Иначе понимал активизирующую роль учения о предопределении Вебер. Вера в предопределение, по его мнению, побуждала кальвиниста угадывать, принадлежит ли он к избранным или же к осужденным. Земное преуспеяние свидетельствовало о принадлежности к избранным, поэтому следовало о нем заботиться. При таком толковании, однако, выбор критерия, на основании которого надо решать, принадлежишь ли ты к избранным, отнюдь не самоочевиден. Почему, справедливо спрашивает Э. Вестермарк, было решено, что именно хороший доход должен служить видимым знаком божественной благодати? Быть может, готов он согласиться, тут отчасти сказался дух Ветхого завета, «но я полагаю, что принципиальное решение вопроса состоит во влиянии капиталистического духа на теологическую догматику»[448]. Иначе говоря, необходимо было наличие подходящих условий, чтобы решить применять подобный критерий.
И в самом деле, можно — если развивать дальше замечание Вестермарка — представить себе другие критерии, подходящие к случаю не хуже, если не лучше. Было бы, к примеру, весьма естественно, чтобы люди, воспитанные в христианских традициях и считающие себя заранее осужденными или спасенными, полагали, что лучший способ узнать, к какой из двух категорий ты принадлежишь, — полная экономическая бездеятельность; ведь господь не оставит людей, осененных его благодатью, пусть даже они из тех, что не сеют, не жнут. Тот, кто удержится на поверхности, несмотря на полную беззаботность в хозяйственных делах, принадлежит, несомненно, к избранникам, на коих почиет божия благодать.
Если, таким образом, трудно сомневаться в том, что учение о предопределении превосходно служило для оправдания привилегий имущих по отношению к неимущим и для успокоения совести первых, то гипотетическая связь между верой в предопределение и духом капитализма, по-моему, не выяснена у Вебера должным образом.
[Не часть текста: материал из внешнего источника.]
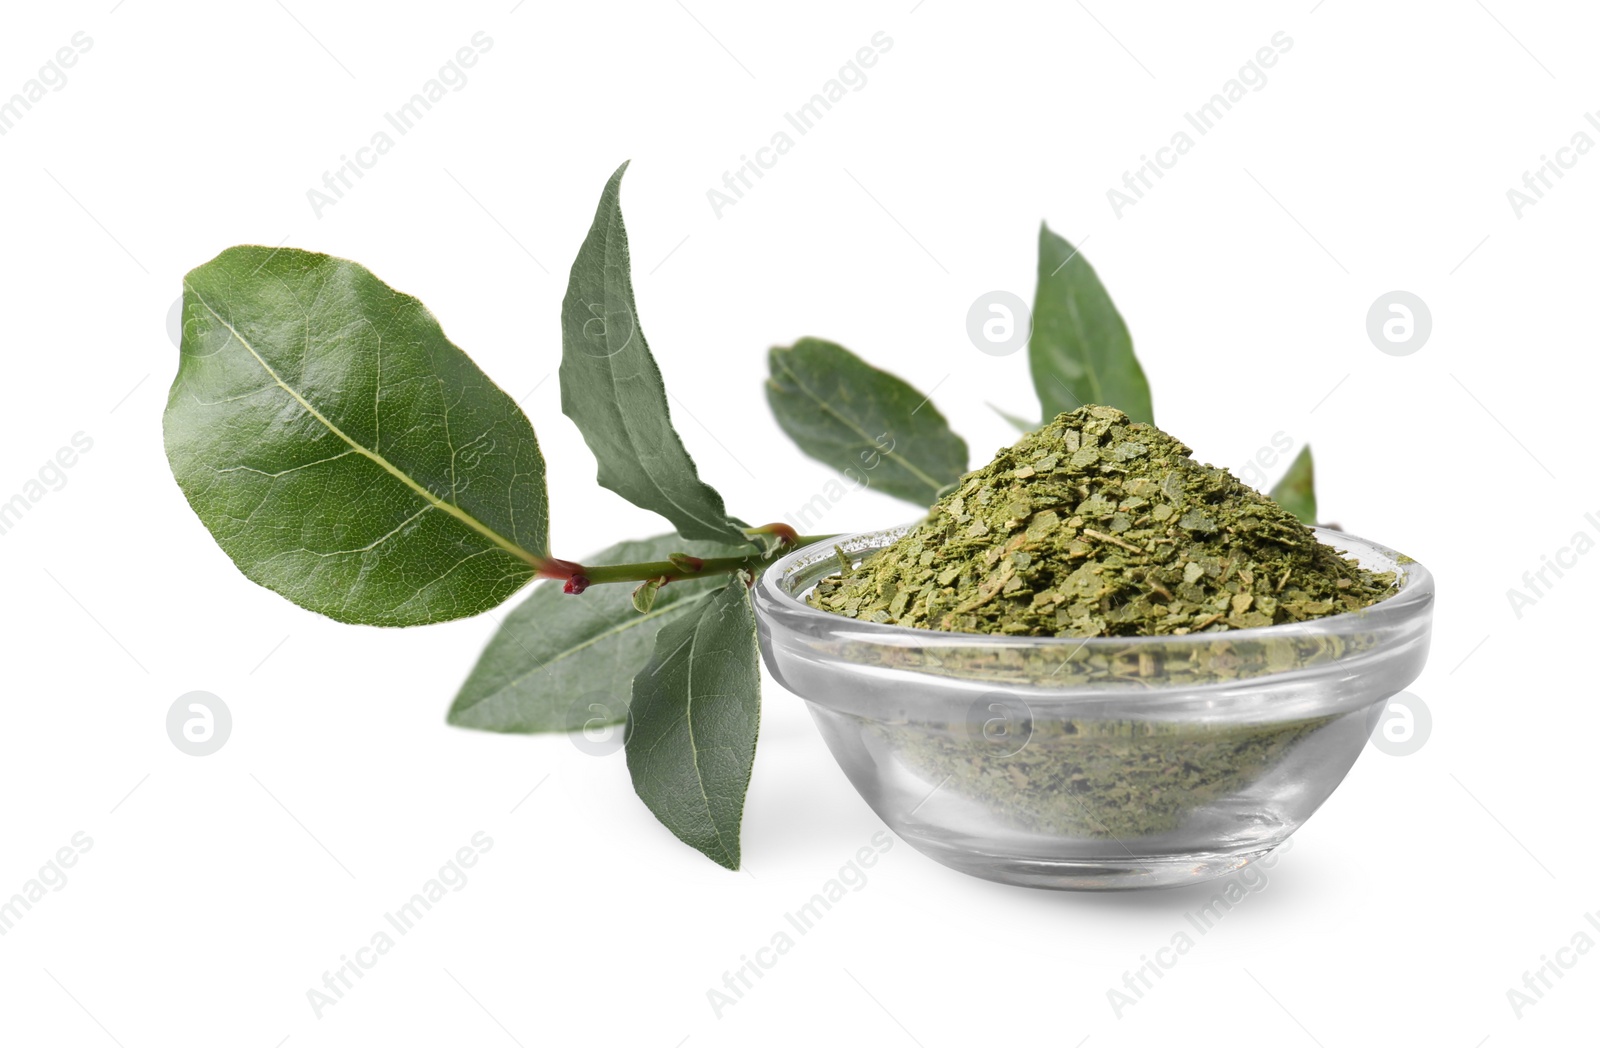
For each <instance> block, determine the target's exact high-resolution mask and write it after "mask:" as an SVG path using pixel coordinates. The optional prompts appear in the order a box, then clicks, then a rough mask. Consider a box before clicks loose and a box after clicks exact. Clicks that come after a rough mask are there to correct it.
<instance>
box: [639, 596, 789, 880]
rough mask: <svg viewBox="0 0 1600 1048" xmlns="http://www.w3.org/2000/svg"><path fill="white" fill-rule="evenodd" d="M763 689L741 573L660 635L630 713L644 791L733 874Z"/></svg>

Я не вижу, почему пуританизм в его кальвинистском издании непременно должен был пробуждать стремление к обогащению, хотя представляется достоверным, что он способствовал фактическому обогащению. Иными словами, психологический тезис М. Вебера, который мы тут рассматриваем, кажется нам — в вопросе о роли веры в предопределение — сомнительным, что еще не опровергает его «непсихологического» тезиса, о котором речь пойдет ниже. Стремление к обогащению было свойственно и тем пуританским сектам, которые не разделяли учения о предопределении. Даже если рекомендуемые пуританской этикой добродетели и не были обусловлены этим стремлением, они, несомненно, превосходно служили ему в том смысле, что вели к фактическому обогащению. Эта связь этических убеждений с определенными историческими процессами является — вопреки названию работы Вебера — предметом его более важного и более обоснованного тезиса. К нему мы и переходим.